Here's how to calculate the minimal amount you should bid per bridge for this three-year project:

1. Consider the Equipment:

Equipment cost: $1,000,000

Salvage value (selling price after 3 years): $400,000

Depreciation: Straight-line over 3 years

Annual depreciation expense: ($1,000,000 - $400,000) / 3 years = $200,000/year

2. Factor in Working Capital:

Net working capital needed: $250,000 (constant throughout the project)

3. Analyze Costs and Taxes:

Fixed cost per year: $500,000

Variable cost per bridge: $3,000,000

Required rate of return: 20%

Tax rate: 10%

4. Calculate After-Tax Cash Flow per Year:

We'll consider one year at a time. Let's denote the year as "Y":

Revenue from the bridge (unknown yet - this is what we're solving for): "Bid amount (X)"

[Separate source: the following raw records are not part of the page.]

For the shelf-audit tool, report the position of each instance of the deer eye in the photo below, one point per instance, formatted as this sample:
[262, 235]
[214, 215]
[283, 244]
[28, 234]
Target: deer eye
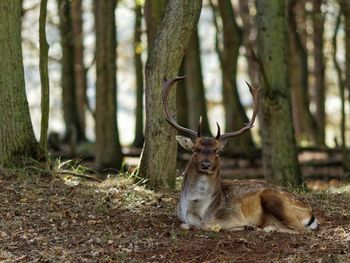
[196, 150]
[218, 150]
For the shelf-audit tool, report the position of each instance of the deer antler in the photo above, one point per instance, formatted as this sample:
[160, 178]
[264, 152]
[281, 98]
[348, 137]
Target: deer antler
[256, 95]
[167, 84]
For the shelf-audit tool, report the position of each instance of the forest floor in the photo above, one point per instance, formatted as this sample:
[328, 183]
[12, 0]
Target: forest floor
[50, 218]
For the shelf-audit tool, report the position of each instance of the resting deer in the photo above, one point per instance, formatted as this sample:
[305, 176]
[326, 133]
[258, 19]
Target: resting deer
[210, 203]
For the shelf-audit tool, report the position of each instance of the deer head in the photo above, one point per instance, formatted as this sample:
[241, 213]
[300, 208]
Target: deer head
[205, 150]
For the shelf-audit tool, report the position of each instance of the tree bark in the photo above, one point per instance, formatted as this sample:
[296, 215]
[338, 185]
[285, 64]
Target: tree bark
[138, 140]
[74, 131]
[319, 70]
[279, 149]
[345, 8]
[44, 78]
[181, 99]
[79, 65]
[17, 140]
[235, 116]
[195, 88]
[300, 70]
[249, 40]
[158, 160]
[108, 149]
[153, 12]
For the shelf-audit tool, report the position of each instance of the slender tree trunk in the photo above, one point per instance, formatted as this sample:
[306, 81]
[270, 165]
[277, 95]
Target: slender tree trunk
[280, 160]
[153, 12]
[108, 149]
[138, 141]
[181, 100]
[158, 160]
[249, 40]
[79, 65]
[74, 131]
[319, 70]
[341, 84]
[17, 140]
[195, 88]
[309, 122]
[295, 68]
[235, 115]
[345, 8]
[44, 77]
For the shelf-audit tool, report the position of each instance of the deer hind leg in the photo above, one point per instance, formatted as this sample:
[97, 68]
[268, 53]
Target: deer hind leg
[287, 209]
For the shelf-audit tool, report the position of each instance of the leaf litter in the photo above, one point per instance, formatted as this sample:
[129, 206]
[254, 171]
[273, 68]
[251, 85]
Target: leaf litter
[70, 219]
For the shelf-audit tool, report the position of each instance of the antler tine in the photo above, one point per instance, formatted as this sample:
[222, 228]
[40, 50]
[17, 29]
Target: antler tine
[256, 97]
[167, 84]
[199, 127]
[217, 137]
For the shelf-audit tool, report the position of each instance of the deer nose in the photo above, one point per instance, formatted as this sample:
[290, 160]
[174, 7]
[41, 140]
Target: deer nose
[205, 164]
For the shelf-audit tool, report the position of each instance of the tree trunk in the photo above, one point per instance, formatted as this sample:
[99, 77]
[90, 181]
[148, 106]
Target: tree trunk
[153, 12]
[319, 70]
[280, 160]
[235, 116]
[44, 78]
[181, 99]
[300, 69]
[74, 131]
[79, 65]
[295, 67]
[195, 88]
[138, 141]
[108, 149]
[158, 160]
[249, 40]
[345, 8]
[17, 139]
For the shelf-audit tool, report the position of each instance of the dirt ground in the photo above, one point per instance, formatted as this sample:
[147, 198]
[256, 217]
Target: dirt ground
[66, 219]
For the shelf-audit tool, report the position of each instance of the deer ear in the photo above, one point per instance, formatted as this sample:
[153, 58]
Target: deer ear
[185, 142]
[222, 143]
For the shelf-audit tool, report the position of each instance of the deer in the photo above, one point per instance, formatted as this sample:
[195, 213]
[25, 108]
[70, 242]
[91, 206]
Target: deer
[208, 202]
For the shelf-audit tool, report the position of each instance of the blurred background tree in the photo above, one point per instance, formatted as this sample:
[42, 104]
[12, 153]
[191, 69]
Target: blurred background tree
[92, 119]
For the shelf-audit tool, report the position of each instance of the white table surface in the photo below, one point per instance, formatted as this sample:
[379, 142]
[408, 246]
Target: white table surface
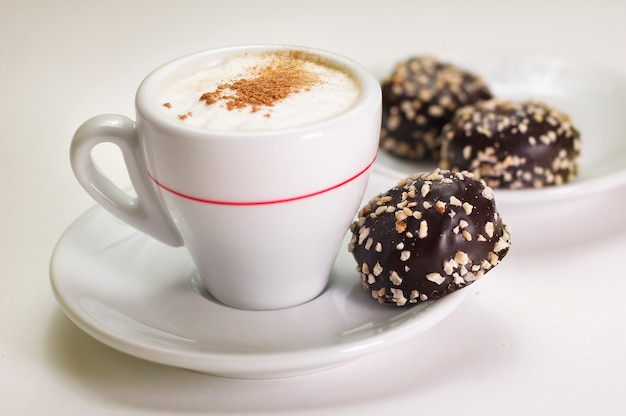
[543, 334]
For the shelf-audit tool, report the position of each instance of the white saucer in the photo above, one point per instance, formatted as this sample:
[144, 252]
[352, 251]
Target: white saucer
[140, 297]
[595, 99]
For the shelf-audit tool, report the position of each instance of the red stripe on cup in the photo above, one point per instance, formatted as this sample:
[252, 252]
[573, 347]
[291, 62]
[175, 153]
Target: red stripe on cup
[249, 203]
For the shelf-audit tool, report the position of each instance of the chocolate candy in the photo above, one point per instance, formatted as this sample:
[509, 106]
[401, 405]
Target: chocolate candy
[430, 235]
[419, 97]
[512, 145]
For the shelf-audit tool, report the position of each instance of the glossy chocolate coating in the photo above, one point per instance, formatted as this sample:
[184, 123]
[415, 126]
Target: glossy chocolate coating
[512, 145]
[419, 97]
[430, 235]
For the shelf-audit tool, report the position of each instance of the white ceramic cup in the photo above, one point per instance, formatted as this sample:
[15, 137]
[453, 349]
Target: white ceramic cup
[262, 214]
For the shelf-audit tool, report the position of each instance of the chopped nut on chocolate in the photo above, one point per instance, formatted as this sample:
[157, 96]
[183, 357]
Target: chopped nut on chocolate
[432, 254]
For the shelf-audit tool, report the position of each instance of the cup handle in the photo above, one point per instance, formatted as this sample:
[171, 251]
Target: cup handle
[144, 212]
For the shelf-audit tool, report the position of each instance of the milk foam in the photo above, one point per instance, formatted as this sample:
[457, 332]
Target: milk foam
[334, 92]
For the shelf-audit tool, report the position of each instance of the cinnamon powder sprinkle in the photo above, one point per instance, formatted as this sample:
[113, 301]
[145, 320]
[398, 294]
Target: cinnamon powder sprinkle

Total cost: Fixed cost + Variable cost - Depreciation expense

Taxable income before depreciation: Bid amount (X) - Total cost

Depreciation tax shield: Annual depreciation expense * Tax rate = $200,000 * 10% = $20,000

Taxable income: Taxable income before depreciation - Depreciation tax shield

Taxes (at 10% rate): Taxable income * Tax rate

After-tax cash flow (Y): Bid amount (X) - Total cost - Taxes + Depreciation expense + Net working capital

5. Apply Annuity Factor for Present Value:

We're considering a three-year project, so we need to find the present value of the after-tax cash flow for each year. Since the cash flow happens at the end of each year (annuity due), we'll use an annuity factor (considering the required rate of return of 20%).

Annuity factor for 3 years at 20% interest: 2.106 (given)

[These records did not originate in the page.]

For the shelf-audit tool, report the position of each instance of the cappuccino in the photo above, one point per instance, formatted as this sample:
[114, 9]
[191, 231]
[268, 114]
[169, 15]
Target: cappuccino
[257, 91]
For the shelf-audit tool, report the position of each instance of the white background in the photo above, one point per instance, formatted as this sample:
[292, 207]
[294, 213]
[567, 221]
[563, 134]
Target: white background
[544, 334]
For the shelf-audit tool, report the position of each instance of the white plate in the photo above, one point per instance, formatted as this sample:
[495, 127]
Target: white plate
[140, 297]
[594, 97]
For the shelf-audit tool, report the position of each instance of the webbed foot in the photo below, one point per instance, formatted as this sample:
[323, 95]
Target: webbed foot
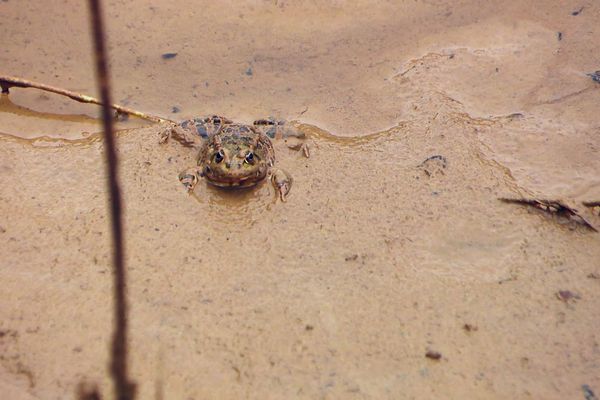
[189, 178]
[294, 138]
[282, 181]
[183, 135]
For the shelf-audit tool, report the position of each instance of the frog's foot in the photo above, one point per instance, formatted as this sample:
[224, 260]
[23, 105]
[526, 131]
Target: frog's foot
[189, 178]
[299, 146]
[282, 181]
[294, 138]
[180, 132]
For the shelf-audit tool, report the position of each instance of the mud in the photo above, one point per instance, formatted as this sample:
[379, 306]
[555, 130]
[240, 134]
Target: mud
[392, 242]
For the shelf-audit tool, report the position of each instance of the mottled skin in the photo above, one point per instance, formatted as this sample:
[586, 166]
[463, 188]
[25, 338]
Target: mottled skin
[233, 155]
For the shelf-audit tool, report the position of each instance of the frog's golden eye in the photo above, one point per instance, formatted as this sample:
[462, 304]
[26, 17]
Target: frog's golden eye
[219, 156]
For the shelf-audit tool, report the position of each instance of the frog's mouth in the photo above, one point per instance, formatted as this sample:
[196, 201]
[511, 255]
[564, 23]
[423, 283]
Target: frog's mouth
[235, 182]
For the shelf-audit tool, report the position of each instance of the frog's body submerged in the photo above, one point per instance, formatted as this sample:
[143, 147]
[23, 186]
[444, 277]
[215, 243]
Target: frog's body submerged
[233, 155]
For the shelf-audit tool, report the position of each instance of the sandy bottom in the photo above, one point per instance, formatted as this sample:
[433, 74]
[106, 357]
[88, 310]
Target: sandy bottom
[377, 258]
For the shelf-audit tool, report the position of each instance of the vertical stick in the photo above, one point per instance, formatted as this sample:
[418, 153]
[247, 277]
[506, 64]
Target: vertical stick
[124, 389]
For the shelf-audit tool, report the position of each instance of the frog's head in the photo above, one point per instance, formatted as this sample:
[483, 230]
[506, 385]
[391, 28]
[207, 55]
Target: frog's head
[234, 158]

6. Solve for the Minimum Bid (X):

We want the project's Net Present Value (NPV) to be zero at the minimum acceptable bid. NPV is the sum of the present values of all future cash flows.

Net Present Value (NPV) Equation:

NPV = After-tax cash flow (Year 1) + After-tax cash flow (Year 2) + After-tax cash flow (Year 3) - Initial equipment cost + Salvage value = 0

We can rewrite the above equation with the annuity factor and solve for X (the minimum bid amount).

After rearranging and substituting the after-tax cash flow formula from step 4:

X * (1 - (1 + Required return)^(-Project life)) / Required return = (Total cost - Depreciation expense + Net working capital) * Annuity factor + Equipment cost - Salvage value

Plugging in the numbers:

X * (1 - (1 + 0.2)^(-3)) / 0.2 = ($500,000 + $3,000,000 - $200,000 + $250,000) * 2.106 + $1,000,000 - $400,000

X * (1 - 0.512) / 0.2 = $3,856,000 * 2.106 + $600,000

X * 0.488 = $8,038,16 + $600,000

X = ($8,038,16 + $600,000) / 0.488 ≈ $8,647,764

Minimum Bid amount rounded to nearest $100: $8,647,800

Therefore, the minimum amount you should bid per bridge to achieve a zero Net Present Value for this three-year project is approximately $8,647,800.